Wolf stepped dangerously close to the truth about the causes of crises with this: “Moreover, crises are endogenous: that is to say, they come from within the economy. They are a result of the interaction between tendencies towards excessive optimism and the fragility of any system of highly leveraged financial intermediaries.” But then he flinches and runs away. Had he been made of sterner stuff, he would have asked, where does the excessive optimism and high leverage come from if not from central bank monetary policies flooding the world with cheap money? And if high leverage is the problem, how is it also part of the cure? Is bourbon the solution to alcoholism?
And his remedy shows some promise: “Obvious solutions include eliminating the incentives towards leverage in our tax systems, encouraging greater use by the economy of equity finance and debt that can be readily converted into equity, raising the reserve and capital requirements of banks and moving swiftly towards the issuance of digital central bank cash.” But what about the chief dealer of the drug he calls leverage, the Federal Reserve? Even without the policies he mentions, excessive leverage could never happen if the Fed allowed the market to determine interest rates and didn’t keep them near zero for over a decade. And those same policies can never prevent the Fed from flooding the country with cheap money and increasing leverage.
Wolf and mainstream economists see the impact of money printing as asymmetric: it produces only good outcomes in the short run and nothing worse than inflation in the long. He thinks that because he has an emaciated theory of money. If he learned a robust theory of money as the Austrian school teaches he would see the devastating effects of money printing in the near term. Keynes was addressing economists like Wolf when he said, “In the long run we’re all dead.” Most fail to quote the next sentence: “Economists set themselves too easy, too useless a task, if in tempestuous seasons they can only tell us, that when the storm is long past, the ocean is flat again.” In other words, mainstream economists fixate on the long run effect of inflation to the exclusion of the near term storms.

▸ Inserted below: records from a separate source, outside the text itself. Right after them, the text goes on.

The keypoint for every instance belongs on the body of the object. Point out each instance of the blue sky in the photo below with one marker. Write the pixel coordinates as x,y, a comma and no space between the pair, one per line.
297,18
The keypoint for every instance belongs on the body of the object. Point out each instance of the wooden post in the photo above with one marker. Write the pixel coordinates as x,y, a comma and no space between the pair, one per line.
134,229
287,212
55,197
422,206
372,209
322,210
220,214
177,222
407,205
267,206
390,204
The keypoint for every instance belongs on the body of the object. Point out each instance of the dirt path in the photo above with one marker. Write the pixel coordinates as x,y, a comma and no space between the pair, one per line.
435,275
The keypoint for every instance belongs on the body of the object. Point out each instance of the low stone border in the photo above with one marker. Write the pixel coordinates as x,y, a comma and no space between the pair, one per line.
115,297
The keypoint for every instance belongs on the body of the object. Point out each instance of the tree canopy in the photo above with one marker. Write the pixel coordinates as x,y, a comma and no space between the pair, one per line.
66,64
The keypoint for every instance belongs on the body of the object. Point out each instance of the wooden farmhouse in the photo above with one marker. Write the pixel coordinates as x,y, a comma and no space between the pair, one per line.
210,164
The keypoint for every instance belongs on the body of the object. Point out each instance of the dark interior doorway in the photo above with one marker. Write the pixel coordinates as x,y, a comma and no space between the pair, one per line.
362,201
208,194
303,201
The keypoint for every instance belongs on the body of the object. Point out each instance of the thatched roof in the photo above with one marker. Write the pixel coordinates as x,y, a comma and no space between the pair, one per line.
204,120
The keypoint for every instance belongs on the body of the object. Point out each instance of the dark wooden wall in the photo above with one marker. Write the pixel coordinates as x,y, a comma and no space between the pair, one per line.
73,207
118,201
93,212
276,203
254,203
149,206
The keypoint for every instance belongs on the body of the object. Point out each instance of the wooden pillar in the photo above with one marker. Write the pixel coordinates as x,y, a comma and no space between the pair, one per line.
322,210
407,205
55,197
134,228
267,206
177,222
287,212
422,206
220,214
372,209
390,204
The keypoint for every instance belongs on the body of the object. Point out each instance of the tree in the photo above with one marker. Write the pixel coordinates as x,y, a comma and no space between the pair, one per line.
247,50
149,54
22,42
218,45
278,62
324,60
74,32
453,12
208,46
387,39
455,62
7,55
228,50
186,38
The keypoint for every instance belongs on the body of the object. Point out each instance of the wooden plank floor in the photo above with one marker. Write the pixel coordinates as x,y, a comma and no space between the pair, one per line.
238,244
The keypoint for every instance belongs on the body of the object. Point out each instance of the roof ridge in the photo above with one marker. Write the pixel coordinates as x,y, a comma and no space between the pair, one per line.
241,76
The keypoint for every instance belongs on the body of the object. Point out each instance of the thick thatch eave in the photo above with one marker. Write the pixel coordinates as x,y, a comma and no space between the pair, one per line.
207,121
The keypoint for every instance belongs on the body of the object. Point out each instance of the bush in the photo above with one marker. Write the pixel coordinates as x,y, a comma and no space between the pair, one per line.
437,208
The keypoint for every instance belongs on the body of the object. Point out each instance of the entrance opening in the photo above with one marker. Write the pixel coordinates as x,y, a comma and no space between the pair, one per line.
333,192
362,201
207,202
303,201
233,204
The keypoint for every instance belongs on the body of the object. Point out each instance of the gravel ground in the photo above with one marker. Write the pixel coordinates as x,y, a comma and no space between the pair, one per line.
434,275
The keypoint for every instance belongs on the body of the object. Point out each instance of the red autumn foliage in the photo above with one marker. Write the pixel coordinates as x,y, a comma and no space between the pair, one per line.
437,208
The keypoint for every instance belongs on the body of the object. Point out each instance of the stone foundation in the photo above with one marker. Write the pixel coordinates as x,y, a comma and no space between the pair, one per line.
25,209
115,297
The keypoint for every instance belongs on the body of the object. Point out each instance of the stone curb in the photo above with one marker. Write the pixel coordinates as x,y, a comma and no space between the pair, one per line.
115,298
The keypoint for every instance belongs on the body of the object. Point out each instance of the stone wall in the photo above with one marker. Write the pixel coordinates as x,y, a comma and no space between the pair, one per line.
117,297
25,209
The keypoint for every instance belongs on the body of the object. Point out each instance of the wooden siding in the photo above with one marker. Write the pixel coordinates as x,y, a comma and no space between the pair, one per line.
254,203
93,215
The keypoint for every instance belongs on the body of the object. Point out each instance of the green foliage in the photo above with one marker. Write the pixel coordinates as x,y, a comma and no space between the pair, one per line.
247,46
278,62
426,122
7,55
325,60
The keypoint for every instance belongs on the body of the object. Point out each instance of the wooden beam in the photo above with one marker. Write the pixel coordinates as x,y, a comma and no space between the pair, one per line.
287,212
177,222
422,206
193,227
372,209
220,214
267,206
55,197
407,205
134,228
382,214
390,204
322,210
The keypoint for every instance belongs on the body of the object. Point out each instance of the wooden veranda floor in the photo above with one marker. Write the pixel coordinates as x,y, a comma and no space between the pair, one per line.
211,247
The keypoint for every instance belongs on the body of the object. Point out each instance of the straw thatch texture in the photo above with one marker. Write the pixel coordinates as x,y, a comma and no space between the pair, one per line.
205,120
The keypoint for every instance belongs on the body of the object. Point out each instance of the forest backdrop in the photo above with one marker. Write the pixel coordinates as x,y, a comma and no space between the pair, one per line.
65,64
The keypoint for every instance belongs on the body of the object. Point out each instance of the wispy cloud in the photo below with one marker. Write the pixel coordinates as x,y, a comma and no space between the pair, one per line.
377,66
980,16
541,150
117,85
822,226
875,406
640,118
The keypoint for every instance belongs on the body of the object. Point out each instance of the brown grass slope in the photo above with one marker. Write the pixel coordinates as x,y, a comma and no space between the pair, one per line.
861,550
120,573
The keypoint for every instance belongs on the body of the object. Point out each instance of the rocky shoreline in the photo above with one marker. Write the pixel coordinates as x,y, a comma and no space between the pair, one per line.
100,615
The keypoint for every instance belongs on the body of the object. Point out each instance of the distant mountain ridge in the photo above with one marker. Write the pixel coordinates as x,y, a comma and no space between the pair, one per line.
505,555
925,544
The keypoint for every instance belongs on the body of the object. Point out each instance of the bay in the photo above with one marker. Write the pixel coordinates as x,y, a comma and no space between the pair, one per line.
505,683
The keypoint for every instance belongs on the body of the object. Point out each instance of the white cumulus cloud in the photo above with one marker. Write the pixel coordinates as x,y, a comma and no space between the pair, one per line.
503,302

Wolf sets before economists two tasks: “The first is how to make the body economic more resistant to the consequences of manias and panics. The second is how to restore it to health as quickly as possible. On both counts, we need to think more and do more.”
By identifying the problem with leverage, Wolf is very close to the Austrian business-cycle theory (ABCT), which blames central bank policies for creating high leverage through 1) below market interest rates and 2) expanding the money supply by buying US treasuries from banks. Loose monetary policy encourages people to go into debt and causes unsustainable expansions that end in manias. The inevitable crash causes panics. Why can’t he connect the dots?
He can’t because of his socialist tendencies. Wolf, like all mainstream economists, wants to blame capitalism for crises. He can’t indict the real culprit, the quasi-governmental central bank, because that would let capitalism off the hook and put the burden on his idol, the state.
We are probably now in another recession, which typically last 18 months. What will mainstream econ say about it in two years?